In Anbetracht dieser Tatsache sollte man sich in Erinnerung rufen, was auch wiederholt auf der Synode zur Sprache kam, nämlich, daß der erste Handelnde bei der Inkulturation des Glaubens in Asien der Heilige Geist ist (86) . Derselbe Geist, der uns zur ganzen Wahrheit hinführt, macht auch einen fruchtbaren Dialog mit den kulturellen und religiösen Werten unterschiedlicher Völker möglich, unter denen er in gewisser Weise gegenwärtig ist, insofern er den Männern und Frauen aufrichtigen Herzens die Kraft verleiht, Übel und Nachstellung des Bösen zu überwinden, und jedem die Möglichkeit bietet, am Ostergeheimnis teilzuhaben in einer Weise, die nur Gott kennt (87) . Die Gegenwart des Heiligen Geistes bewirkt, daß sich dieser Dialog in Wahrheit, Aufrichtigkeit, Demut und Achtung vollzieht (88) . »Indem sie anderen die Frohbotschaft von der Erlösung anbietet, bemüht sich die Kirche, deren Kulturen zu verstehen. Sie bemüht sich, die Gedanken und Herzen ihrer Zuhörer, ihre Werte und Gebräuche, ihre Probleme und Schwierigkeiten, ihre Hoffnungen und Erwartungen zu erfahren. Hat sie die verschiedenen Aspekte der Kultur einmal kennengelernt und verstanden, dann kann sie den Heilsdialog beginnen; sie kann voll Achtung, aber klar und mit Überzeugung die Frohbotschaft von der Erlösung all jenen anbieten, die aus freien Stücken zuhören und Antwort geben wollen.«(89) Daher dürfen die Völker Asiens, die den christlichen Glauben zu ihrem machen wollen, nicht nur versichert sein, daß ihre Hoffnungen und Erwartungen, ihre Ängste und Leiden von Jesus angenommen sind, sondern auch, daß genau an diesem Punkt das Geschenk des Glaubens und die Kraft des Geistes in das tiefste Innere ihres Lebens eindringen.
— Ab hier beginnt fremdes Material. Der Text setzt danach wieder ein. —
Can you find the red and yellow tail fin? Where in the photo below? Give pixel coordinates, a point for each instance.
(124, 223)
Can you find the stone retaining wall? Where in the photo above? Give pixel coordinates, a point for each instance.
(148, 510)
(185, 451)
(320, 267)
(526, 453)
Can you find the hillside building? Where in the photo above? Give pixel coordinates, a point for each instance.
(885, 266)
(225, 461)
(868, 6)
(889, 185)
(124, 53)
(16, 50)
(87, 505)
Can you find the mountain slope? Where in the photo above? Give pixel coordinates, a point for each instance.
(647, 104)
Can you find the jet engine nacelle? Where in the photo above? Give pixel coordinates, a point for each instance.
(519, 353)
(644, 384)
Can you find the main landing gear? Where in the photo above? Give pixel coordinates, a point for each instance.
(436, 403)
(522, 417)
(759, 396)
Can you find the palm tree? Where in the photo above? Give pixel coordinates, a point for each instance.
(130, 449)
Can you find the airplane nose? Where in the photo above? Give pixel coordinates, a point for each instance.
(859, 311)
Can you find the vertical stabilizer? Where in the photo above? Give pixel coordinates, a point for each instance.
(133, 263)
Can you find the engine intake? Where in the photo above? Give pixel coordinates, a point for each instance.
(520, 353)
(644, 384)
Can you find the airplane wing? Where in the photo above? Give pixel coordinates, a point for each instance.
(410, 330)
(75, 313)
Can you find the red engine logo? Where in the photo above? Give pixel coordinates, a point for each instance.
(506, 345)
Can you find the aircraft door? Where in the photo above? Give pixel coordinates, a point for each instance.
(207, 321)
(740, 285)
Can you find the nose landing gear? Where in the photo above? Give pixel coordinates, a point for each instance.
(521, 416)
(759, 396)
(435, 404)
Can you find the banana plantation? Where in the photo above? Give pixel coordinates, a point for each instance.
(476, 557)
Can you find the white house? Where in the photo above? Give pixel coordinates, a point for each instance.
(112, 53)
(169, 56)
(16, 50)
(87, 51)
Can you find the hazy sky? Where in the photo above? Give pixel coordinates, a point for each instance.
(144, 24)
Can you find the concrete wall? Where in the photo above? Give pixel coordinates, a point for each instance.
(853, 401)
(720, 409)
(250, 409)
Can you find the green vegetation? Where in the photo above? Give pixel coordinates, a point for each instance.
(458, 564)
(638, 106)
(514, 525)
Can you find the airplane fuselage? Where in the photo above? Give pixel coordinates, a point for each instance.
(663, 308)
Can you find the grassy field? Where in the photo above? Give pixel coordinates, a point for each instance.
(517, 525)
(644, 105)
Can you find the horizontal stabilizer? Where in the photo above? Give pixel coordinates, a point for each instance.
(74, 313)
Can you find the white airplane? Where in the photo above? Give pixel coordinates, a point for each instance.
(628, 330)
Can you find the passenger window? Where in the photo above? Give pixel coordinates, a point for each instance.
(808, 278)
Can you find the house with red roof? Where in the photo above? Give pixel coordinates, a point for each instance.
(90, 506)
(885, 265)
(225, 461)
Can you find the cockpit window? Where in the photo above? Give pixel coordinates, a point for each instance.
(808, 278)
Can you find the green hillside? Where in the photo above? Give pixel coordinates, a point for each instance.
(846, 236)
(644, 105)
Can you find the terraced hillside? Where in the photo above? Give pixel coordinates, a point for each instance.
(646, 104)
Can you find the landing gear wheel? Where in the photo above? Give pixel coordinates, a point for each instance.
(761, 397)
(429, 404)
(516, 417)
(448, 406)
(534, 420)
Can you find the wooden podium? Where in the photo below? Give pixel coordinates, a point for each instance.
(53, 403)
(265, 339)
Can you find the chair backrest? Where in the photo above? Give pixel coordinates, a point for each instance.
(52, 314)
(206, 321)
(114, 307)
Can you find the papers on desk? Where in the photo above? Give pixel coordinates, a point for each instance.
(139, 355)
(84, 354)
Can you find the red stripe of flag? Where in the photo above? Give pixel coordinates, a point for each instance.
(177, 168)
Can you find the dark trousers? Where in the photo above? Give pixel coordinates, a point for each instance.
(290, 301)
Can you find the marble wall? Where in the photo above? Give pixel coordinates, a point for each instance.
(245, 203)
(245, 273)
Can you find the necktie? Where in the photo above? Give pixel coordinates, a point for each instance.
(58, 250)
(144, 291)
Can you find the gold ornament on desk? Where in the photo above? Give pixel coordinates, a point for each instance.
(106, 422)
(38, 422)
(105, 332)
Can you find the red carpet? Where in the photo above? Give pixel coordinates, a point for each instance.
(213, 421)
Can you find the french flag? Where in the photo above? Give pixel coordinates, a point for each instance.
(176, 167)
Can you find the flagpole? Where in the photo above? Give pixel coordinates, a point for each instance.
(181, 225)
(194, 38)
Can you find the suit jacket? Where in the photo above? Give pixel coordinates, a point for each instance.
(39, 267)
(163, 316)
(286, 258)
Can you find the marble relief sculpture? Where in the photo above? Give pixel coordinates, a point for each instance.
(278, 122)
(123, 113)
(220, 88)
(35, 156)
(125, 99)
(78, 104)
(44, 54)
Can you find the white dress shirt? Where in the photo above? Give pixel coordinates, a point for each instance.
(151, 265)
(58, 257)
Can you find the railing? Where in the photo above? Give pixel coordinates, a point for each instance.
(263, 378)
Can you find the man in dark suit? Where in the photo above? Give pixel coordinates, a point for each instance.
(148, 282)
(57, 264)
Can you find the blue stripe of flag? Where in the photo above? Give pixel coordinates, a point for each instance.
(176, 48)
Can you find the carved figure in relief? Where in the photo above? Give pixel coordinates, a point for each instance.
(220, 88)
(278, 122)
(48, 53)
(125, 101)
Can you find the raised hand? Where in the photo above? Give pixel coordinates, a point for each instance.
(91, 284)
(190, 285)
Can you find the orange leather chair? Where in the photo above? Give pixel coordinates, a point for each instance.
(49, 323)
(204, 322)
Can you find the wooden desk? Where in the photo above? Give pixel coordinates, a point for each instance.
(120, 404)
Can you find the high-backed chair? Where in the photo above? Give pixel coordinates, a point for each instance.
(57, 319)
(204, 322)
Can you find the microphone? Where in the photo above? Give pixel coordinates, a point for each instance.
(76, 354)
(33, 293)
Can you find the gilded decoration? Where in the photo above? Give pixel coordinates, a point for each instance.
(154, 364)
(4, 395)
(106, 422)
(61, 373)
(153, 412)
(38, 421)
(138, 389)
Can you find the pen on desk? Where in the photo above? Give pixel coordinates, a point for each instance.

Es ist Aufgabe der Hirten, mit dem ihnen eigenen Charisma diesen Dialog mit Vernunft einzuleiten. Gleichzeitig spielen auch die Experten in religiösen oder weltlichen Disziplinen innerhalb des Inkulturationsprozesses eine wichtige Rolle. Aber es muß auch der Prozeß selbst das ganze Gottesvolk mit einbeziehen, da nämlich das Leben der Kirche als solches den verkündigten und angenommenen Glauben sichtbar werden lassen muß. Um sicher zu gehen, daß es in angemessener Weise geschieht, haben die Synodenväter einige Bereiche wie theologische Reflexion, Liturgie, Ausbildung der Priester und Ordensleute, Katechese und Spiritualität herausgearbeitet, welche besonderer Aufmerksamkeit bedürfen (90).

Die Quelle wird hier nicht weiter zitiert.